OpenAI's Codex has been used to power a self-improving tax software system that demonstrates significant gains in accuracy and efficiency through an AI-driven feedback loop. The system, developed in partnership with Thrive Holdings and Crete Professionals Alliance, processed 7,000 tax returns across participating firms, achieving final drafts with up to 97% accuracy without corrections.
Background and Context
The development of self-improving AI agents is a growing trend in the industry, with OpenAI's Codex emerging as a major driver behind this transformation. The Codex is an AI system designed primarily for coding and coding assistance but is increasingly being leveraged as a more general enterprise AI system for working with data pipelines, application program interfaces (APIs), and workflow tools.
Real-world software often falters in unpredictable ways after deployment, requiring teams to spend weeks fixing bugs based on user feedback. However, by leveraging advanced agentic capabilities like those found in Codex, coupled with robust evaluation infrastructure and direct access to domain experts, it's now possible to build systems that self-improve.
How It Works
The self-improving tax software system powered by Codex employs a three-part loop: production traces are logged in detail, practitioner corrections become targeted eval datasets, and Codex is given a precise package of the failing trace, new eval set, full codebase, relevant skills, production data samples, expected tax-engine outputs, code examples, and eval-runner commands.
Codex diagnoses the root cause of errors, proposes concrete fixes, runs targeted and regression evals, and generates a pull request. Only clear, bounded improvements are auto-applied, while tricky edge cases are routed to engineers for review. The loop closes as each deployed fix creates fresh production data, fueling the next cycle.
This isn't generic fine-tuning – it's a living agent that gets better at the hardest parts of tax prep with every real return filed. The system has achieved impressive results in just six months, processing 7,000 tax returns across participating firms and freeing accountants to spend more time on high-value client advisory work instead of tedious data entry.
Why It Matters
The development of self-improving AI agents like the one powered by Codex has significant implications for industries that rely on complex workflows, such as tax preparation. By leveraging advanced agentic capabilities and robust evaluation infrastructure, these systems can improve accuracy and efficiency over time, reducing the need for manual intervention.
This technology also highlights the growing trend towards "self-improving" AI agents that are able to improve their own workflow through repeated use and feedback. As enterprise AI moves beyond basic automation and chatbot features into fully operationally autonomous systems, the potential applications of this technology extend far beyond tax preparation.
Key Facts
- The self-improving tax software system powered by Codex processed 7,000 tax returns across participating firms.

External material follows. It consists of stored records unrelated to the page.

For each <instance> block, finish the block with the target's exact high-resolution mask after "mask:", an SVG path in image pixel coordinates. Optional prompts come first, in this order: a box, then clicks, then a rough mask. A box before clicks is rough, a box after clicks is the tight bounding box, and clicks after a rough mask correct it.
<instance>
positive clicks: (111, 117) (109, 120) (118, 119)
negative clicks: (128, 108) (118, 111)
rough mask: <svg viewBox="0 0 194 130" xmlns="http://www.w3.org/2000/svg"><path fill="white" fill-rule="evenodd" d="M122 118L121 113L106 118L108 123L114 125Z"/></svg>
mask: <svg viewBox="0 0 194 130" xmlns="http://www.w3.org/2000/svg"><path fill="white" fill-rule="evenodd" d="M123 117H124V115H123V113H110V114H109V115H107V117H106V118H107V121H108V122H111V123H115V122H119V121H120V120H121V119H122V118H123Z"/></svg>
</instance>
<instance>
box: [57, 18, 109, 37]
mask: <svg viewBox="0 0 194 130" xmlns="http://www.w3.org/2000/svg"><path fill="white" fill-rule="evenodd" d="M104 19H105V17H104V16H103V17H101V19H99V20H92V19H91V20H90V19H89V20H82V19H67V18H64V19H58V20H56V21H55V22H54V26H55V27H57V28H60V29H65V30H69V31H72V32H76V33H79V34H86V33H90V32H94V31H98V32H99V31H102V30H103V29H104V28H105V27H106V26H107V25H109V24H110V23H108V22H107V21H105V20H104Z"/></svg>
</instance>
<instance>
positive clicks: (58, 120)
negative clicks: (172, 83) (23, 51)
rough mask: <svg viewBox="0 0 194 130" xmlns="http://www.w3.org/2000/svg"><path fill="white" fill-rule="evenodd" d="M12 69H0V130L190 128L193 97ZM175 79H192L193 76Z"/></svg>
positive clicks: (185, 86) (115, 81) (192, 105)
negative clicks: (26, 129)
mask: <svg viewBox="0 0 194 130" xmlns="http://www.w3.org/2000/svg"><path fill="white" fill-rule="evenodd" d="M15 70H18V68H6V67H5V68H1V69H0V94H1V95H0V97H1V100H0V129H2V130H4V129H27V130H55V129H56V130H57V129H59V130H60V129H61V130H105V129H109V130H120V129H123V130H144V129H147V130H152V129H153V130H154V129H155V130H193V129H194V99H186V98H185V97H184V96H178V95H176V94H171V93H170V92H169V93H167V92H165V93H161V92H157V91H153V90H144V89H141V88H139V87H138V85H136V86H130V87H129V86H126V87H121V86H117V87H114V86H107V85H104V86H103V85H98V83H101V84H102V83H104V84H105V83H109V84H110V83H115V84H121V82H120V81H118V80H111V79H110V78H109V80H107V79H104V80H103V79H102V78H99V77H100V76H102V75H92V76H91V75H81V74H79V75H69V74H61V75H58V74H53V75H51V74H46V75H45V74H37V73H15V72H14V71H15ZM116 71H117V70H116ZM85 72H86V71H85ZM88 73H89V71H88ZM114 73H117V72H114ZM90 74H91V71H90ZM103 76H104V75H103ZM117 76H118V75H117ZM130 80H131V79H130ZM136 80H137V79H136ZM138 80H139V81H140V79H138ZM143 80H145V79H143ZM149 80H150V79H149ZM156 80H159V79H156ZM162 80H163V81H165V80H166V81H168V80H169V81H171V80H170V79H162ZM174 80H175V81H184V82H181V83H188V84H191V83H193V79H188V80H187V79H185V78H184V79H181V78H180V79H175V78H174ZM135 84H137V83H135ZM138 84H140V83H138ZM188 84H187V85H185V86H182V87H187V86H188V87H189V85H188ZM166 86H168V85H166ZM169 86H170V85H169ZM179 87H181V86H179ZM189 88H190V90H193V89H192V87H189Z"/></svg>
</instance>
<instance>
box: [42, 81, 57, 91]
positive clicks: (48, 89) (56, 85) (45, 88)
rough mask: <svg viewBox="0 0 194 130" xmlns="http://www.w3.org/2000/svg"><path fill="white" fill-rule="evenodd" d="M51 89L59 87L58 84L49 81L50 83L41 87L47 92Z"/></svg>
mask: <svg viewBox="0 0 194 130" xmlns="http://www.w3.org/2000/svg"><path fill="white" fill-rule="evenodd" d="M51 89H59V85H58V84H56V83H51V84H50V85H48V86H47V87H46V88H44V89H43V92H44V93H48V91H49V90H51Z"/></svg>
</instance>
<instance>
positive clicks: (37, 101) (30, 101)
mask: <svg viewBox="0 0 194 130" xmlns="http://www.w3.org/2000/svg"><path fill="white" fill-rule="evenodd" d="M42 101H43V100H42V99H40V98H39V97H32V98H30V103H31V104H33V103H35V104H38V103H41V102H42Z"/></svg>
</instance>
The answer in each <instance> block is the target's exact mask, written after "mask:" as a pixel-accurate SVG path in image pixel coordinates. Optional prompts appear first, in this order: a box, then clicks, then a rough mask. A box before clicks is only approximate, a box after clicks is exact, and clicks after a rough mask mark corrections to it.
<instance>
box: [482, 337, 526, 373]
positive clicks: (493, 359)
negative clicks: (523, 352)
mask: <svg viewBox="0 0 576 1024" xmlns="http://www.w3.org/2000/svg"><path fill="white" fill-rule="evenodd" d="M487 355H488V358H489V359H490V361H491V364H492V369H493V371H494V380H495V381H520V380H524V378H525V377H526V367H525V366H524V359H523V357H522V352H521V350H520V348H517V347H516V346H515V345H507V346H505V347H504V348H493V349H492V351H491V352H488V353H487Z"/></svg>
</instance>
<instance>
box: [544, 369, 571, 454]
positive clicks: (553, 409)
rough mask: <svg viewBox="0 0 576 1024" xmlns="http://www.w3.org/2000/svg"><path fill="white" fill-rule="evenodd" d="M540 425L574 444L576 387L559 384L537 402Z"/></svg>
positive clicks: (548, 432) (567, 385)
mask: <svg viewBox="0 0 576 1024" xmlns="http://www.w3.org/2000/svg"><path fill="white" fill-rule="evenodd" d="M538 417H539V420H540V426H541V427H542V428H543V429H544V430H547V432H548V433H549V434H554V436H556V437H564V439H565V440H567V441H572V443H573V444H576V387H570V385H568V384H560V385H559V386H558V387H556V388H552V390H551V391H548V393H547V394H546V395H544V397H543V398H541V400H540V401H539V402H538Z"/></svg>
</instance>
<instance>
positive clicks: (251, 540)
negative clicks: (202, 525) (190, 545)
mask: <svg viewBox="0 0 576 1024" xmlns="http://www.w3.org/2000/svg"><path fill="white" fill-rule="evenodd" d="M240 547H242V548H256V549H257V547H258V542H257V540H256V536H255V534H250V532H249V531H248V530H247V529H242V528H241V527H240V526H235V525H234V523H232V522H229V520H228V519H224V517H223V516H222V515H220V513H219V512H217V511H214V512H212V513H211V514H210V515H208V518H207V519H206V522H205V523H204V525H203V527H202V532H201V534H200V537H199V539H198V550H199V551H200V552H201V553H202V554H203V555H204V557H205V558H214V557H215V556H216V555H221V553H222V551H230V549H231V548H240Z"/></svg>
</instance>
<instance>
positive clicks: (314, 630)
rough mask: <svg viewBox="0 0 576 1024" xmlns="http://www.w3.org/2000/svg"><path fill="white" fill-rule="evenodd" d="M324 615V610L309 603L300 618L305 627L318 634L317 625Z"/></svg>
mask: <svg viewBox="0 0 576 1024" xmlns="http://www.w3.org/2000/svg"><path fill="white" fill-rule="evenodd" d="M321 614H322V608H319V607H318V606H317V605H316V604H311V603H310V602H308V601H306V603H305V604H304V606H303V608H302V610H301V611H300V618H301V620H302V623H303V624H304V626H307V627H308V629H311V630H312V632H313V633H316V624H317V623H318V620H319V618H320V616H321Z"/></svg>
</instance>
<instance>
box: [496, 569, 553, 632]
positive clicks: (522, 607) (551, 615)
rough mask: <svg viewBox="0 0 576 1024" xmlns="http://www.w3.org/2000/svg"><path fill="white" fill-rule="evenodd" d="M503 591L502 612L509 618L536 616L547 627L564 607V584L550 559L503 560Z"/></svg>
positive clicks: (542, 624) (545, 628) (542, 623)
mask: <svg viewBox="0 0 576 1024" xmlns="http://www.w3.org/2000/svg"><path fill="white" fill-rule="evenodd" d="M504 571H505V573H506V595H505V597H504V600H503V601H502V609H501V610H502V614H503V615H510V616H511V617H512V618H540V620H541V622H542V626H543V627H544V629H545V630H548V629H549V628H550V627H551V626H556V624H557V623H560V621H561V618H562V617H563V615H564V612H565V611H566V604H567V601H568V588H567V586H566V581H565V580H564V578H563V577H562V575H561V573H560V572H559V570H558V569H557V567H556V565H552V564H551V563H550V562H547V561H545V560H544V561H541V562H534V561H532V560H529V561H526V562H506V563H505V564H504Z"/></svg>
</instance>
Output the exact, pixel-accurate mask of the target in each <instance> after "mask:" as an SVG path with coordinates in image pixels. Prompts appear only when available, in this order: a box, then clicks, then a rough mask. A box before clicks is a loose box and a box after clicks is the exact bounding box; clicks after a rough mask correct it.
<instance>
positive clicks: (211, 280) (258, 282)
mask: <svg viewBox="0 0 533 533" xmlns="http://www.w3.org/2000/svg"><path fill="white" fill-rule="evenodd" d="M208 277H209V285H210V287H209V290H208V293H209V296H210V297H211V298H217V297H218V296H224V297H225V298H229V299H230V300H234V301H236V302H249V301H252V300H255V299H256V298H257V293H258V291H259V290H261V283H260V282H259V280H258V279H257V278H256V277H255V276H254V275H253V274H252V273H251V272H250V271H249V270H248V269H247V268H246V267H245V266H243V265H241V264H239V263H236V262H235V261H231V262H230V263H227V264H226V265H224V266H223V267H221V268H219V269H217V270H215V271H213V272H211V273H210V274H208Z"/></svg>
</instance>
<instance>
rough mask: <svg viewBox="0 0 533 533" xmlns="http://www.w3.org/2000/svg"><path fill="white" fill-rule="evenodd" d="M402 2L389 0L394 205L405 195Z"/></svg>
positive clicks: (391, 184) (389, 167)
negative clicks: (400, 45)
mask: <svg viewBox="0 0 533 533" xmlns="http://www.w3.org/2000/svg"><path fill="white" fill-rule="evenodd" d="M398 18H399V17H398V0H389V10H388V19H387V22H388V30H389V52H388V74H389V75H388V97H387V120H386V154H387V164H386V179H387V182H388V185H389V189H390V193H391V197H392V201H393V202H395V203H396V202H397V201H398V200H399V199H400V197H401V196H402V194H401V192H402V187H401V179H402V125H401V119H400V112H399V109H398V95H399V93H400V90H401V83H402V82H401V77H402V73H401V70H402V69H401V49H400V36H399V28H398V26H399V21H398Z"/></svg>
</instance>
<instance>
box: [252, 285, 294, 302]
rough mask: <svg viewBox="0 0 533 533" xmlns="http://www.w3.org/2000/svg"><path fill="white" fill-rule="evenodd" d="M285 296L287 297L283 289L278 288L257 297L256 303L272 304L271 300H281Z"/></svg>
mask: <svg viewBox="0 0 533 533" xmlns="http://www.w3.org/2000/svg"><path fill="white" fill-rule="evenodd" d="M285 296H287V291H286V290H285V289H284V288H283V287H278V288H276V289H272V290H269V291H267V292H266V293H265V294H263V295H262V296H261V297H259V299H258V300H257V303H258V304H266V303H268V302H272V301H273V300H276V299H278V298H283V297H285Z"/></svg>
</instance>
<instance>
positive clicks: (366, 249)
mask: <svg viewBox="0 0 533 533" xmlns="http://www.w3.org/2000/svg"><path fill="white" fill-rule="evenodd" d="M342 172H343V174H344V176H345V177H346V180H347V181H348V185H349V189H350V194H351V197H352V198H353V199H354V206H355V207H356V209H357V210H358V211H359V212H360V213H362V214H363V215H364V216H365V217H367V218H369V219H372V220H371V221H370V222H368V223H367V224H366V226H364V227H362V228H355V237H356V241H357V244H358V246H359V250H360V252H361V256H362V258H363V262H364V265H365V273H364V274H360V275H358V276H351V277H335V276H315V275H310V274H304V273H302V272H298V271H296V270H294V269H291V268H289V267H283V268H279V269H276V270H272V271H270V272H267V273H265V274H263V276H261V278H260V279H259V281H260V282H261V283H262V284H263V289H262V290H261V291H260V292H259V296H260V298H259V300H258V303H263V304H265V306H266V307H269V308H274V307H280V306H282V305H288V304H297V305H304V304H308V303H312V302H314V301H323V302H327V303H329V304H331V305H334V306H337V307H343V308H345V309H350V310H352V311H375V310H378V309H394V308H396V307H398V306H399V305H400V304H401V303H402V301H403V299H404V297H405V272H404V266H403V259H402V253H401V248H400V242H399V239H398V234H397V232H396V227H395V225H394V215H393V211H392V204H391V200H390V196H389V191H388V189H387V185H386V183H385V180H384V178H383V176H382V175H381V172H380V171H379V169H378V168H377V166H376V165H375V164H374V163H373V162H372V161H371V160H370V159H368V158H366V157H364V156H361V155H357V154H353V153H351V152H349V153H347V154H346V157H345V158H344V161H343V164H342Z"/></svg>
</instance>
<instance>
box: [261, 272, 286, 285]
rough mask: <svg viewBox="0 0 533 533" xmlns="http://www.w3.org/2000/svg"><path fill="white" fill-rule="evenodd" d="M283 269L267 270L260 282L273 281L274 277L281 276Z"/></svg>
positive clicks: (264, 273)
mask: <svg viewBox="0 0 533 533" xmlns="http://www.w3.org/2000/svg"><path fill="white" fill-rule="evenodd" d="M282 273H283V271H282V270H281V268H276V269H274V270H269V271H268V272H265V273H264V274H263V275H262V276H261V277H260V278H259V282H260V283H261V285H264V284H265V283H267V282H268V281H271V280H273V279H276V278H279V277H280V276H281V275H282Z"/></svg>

- Final drafts achieved up to 97% accuracy without corrections.
- Practitioners saved about one-third of their preparation time per return.
- Overall throughput increased by 50%.
- The system was developed in partnership with Thrive Holdings and Crete Professionals Alliance.
- Codex is an AI system designed primarily for coding and coding assistance but is increasingly being leveraged as a more general enterprise AI system.
What Comes Next
The development of self-improving AI agents like the one powered by Codex has significant implications for industries that rely on complex workflows. As this technology continues to evolve, we can expect to see applications in areas such as content moderation, age verification, and payment processing.
While the potential benefits of this technology are clear, there are also challenges to be addressed, including ensuring the security and integrity of these systems and addressing concerns around bias and fairness. As the industry continues to explore the possibilities of self-improving AI agents, it will be essential to prioritize transparency, accountability, and collaboration.